This article is more than 1 year old
The Windows 7 iPad alternative?
Review If you are Chinese then 2010 is the year of the tiger, but if you are a geek then it is the year of the slate or tablet. Obviously, most people are thinking about the iPad when they start banging on about such things, but the newest consumer targeted device of this ilk to hit the shops is the 9, the first attempt at a genuine UMPC device from French PMP maker Archos.
Slate of the art? The Archos 9 PCtablet
Of course, Archos machines have a long tradition of including functionality more usually associated with PCs than PMPs. These features include wireless connectivity, UPnP streaming, web browsing and e-mail access and it has even started to flirt with Android as an operating system. The 9 however purports to be a fully fledged PC rather than just a PMP with added PC-like functionality.

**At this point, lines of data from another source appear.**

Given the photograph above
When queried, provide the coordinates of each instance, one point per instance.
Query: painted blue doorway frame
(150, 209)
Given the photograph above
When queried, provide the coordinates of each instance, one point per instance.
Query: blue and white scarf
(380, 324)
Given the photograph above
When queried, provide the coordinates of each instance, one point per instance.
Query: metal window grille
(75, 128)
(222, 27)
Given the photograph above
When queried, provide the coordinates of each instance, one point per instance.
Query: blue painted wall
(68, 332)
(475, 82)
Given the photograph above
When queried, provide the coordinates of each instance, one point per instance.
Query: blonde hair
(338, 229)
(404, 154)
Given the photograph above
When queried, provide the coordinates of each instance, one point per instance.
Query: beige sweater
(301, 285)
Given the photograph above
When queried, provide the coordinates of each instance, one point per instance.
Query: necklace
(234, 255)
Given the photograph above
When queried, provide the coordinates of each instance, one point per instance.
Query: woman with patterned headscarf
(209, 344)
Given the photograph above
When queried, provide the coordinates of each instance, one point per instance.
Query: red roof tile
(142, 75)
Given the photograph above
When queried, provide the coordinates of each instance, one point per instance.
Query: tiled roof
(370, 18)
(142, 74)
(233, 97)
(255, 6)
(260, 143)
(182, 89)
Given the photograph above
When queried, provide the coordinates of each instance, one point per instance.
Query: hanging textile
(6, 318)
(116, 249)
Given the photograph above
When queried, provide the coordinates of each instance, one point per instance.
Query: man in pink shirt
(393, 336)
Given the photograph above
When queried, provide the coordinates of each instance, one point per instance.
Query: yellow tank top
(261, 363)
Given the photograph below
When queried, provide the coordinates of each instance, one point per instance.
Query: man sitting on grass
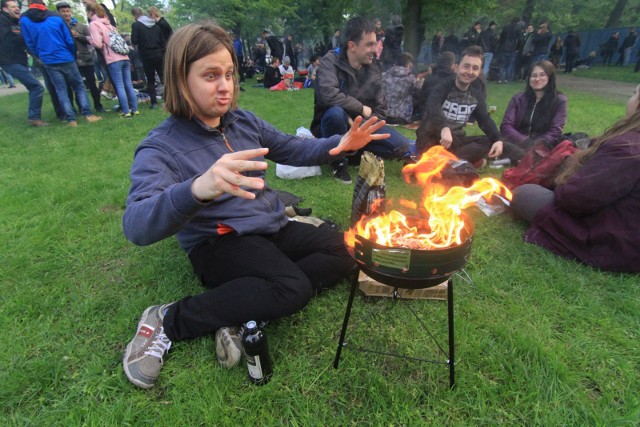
(348, 85)
(451, 105)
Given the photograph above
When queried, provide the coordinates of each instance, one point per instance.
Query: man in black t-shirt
(453, 104)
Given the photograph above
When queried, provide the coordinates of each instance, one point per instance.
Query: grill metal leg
(347, 314)
(450, 322)
(452, 347)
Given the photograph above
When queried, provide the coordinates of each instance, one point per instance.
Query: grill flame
(440, 208)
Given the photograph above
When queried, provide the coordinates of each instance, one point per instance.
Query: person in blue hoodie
(200, 175)
(49, 39)
(13, 59)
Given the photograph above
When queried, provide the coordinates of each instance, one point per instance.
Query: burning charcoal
(369, 193)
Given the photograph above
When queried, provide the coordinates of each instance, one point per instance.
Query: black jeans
(470, 148)
(88, 73)
(258, 277)
(152, 66)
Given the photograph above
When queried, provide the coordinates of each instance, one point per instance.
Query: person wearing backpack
(147, 36)
(48, 38)
(592, 215)
(118, 63)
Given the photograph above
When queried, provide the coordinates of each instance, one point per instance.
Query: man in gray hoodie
(148, 38)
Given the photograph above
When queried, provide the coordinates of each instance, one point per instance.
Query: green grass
(540, 340)
(613, 72)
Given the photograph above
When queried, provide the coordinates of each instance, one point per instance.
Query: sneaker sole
(231, 359)
(127, 353)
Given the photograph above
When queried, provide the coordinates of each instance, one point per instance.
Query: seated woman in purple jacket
(593, 214)
(539, 113)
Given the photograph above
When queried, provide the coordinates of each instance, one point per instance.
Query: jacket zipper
(531, 118)
(226, 141)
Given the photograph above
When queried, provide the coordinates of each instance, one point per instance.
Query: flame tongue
(441, 224)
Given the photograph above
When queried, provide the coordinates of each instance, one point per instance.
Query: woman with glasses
(539, 113)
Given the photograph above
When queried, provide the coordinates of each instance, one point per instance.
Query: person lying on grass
(200, 175)
(593, 215)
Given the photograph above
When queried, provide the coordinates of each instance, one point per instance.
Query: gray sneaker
(143, 358)
(229, 346)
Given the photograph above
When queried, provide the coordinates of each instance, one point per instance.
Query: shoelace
(160, 345)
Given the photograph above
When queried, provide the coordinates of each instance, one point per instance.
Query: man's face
(12, 9)
(66, 14)
(468, 70)
(363, 51)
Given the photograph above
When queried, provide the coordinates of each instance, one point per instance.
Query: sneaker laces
(161, 345)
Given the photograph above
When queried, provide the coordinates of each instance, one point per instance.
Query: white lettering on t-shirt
(459, 113)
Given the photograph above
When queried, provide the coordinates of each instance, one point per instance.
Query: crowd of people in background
(75, 59)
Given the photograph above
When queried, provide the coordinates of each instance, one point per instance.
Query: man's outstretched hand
(359, 135)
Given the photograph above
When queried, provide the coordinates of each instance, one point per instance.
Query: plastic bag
(297, 172)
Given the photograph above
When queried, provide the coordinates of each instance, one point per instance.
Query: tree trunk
(528, 11)
(616, 13)
(413, 28)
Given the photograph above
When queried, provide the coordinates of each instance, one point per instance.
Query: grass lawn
(539, 340)
(613, 72)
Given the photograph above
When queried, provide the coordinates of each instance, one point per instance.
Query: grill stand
(450, 320)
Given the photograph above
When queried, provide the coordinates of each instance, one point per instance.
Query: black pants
(470, 148)
(89, 76)
(570, 63)
(152, 66)
(258, 277)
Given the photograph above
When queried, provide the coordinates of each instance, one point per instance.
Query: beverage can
(256, 350)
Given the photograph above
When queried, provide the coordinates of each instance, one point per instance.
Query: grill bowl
(413, 268)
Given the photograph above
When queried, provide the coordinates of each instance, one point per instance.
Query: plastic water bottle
(256, 350)
(499, 163)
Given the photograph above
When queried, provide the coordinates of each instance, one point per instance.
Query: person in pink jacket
(119, 65)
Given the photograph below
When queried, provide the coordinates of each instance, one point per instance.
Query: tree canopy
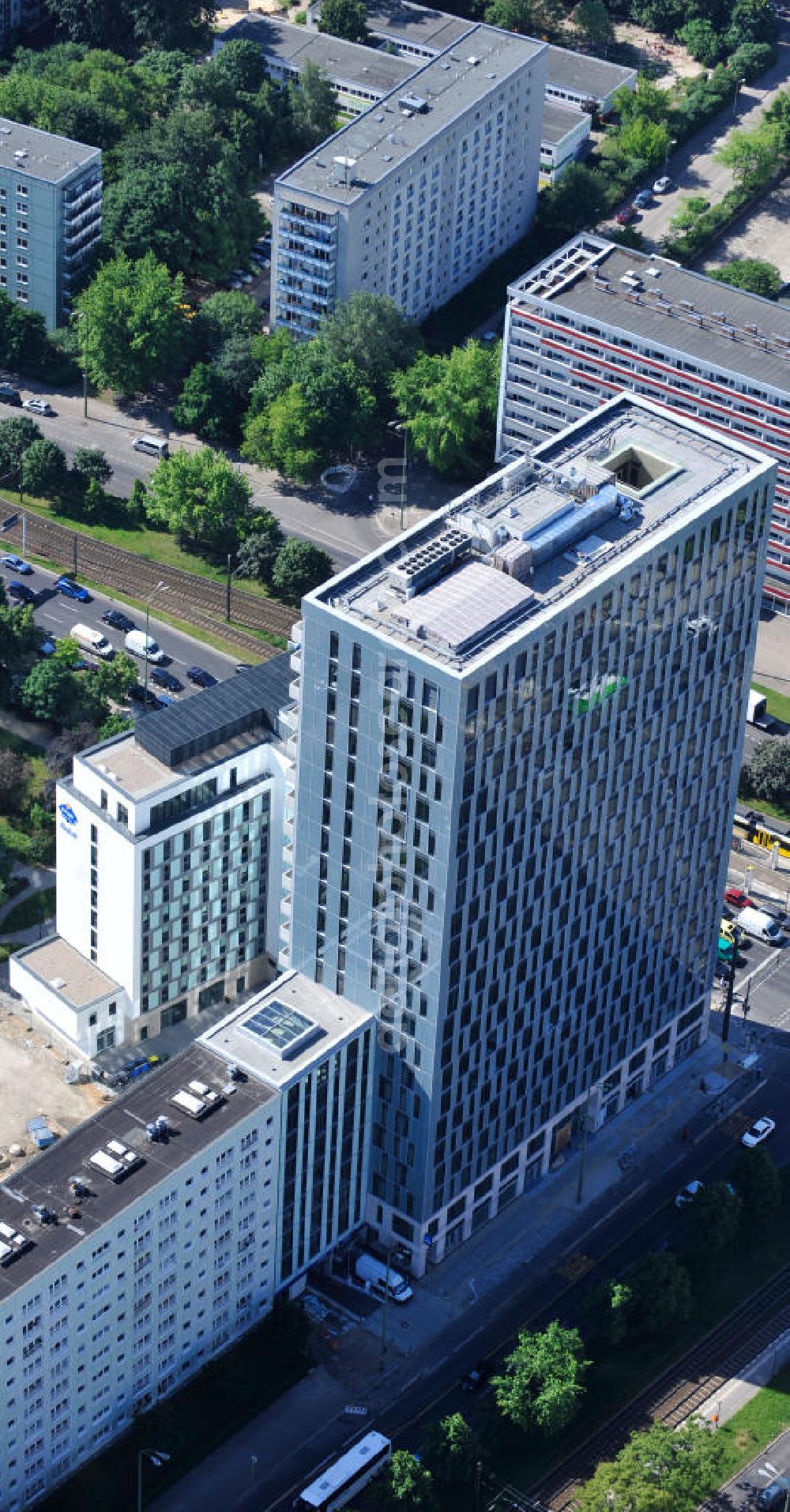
(135, 324)
(544, 1379)
(450, 407)
(200, 496)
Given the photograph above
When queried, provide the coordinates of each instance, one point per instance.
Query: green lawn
(143, 540)
(778, 703)
(31, 911)
(757, 1424)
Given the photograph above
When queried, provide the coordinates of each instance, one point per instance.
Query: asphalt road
(56, 615)
(742, 1491)
(345, 525)
(694, 168)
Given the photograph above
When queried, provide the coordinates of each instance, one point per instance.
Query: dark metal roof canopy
(249, 702)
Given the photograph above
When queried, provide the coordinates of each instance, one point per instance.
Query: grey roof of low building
(415, 23)
(348, 64)
(249, 701)
(669, 324)
(46, 156)
(559, 122)
(383, 138)
(46, 1179)
(591, 77)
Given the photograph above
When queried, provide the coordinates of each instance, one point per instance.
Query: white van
(141, 645)
(380, 1280)
(91, 641)
(153, 445)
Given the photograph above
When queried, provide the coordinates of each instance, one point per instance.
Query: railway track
(198, 600)
(679, 1391)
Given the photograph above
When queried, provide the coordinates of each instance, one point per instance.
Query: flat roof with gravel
(380, 141)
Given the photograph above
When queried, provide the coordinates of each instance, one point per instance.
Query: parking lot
(32, 1083)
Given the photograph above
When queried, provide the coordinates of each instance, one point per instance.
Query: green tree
(135, 324)
(282, 434)
(314, 103)
(226, 314)
(657, 1470)
(409, 1484)
(608, 1310)
(91, 461)
(16, 436)
(542, 1382)
(347, 18)
(198, 496)
(753, 274)
(768, 773)
(450, 405)
(451, 1450)
(660, 1295)
(717, 1214)
(299, 569)
(259, 547)
(206, 405)
(592, 26)
(753, 156)
(760, 1190)
(44, 469)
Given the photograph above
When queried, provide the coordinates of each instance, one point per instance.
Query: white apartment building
(520, 734)
(596, 319)
(168, 858)
(418, 194)
(150, 1239)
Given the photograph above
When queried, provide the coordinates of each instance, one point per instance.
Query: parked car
(20, 592)
(167, 679)
(141, 694)
(760, 1130)
(117, 620)
(73, 590)
(690, 1190)
(201, 678)
(477, 1376)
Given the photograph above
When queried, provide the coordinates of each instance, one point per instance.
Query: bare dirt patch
(32, 1081)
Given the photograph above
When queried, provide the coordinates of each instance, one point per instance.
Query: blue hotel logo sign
(69, 818)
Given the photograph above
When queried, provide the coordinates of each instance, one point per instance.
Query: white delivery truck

In the hand the 9 feels similar to the Archos 7 we looked at 12 months ago, only writ larger. The basic construction is much the same and though the case is plastic, rather than metal, the 9 shares the 7's solid hewn-from-a-block-of-granite feel. At 256 x 134 x 17mm and weighing 800g the 9 is quite a hefty device – big for a PMP, small for a netbook yet ideal for a tablet, although holding it is definitely a two handed affair.
Inputs and outputs only extend to a power jack, a single USB port and a 3.5mm audio output but if you cough up £60 for the Archos port replicator that plugs into a concealed proprietary jack at the bottom you can extend that by 2 additional USB ports, an extra audio out, a microphone input, a VGA port and a 100/10 Mbps Ethernet socket.
The 9's external controls are reasonably well thought out and easy to use. The optical trackpad on the right hand side of the device below the power button lets you move the cursor around both easily and accurately, while still keeping a firm two-handed grip. It's complemented by two nicely weighted mouse buttons on the left above which sit a button to launch the virtual keyboard and the "A" key which curiously emulates Alt-Control-Delete on a grown-up Windows PC.
An optional docking station expands the connectivity considerably
Pressing the A key and either mouse button also acts as a shortcut to activate the Wi-Fi radio and Bluetooth but it's not an easy manoeuvre, as both the A and keyboard buttons are a little too small and a little too close together. The power key could also do with being somewhere less exposed and, ergonomically, the 9 would benefit from having a trackpad on both sides. Three LEDs on the left of the device show the status of the hard drive, power and charge but it's a shame the external controls are not back-lit for use in low light.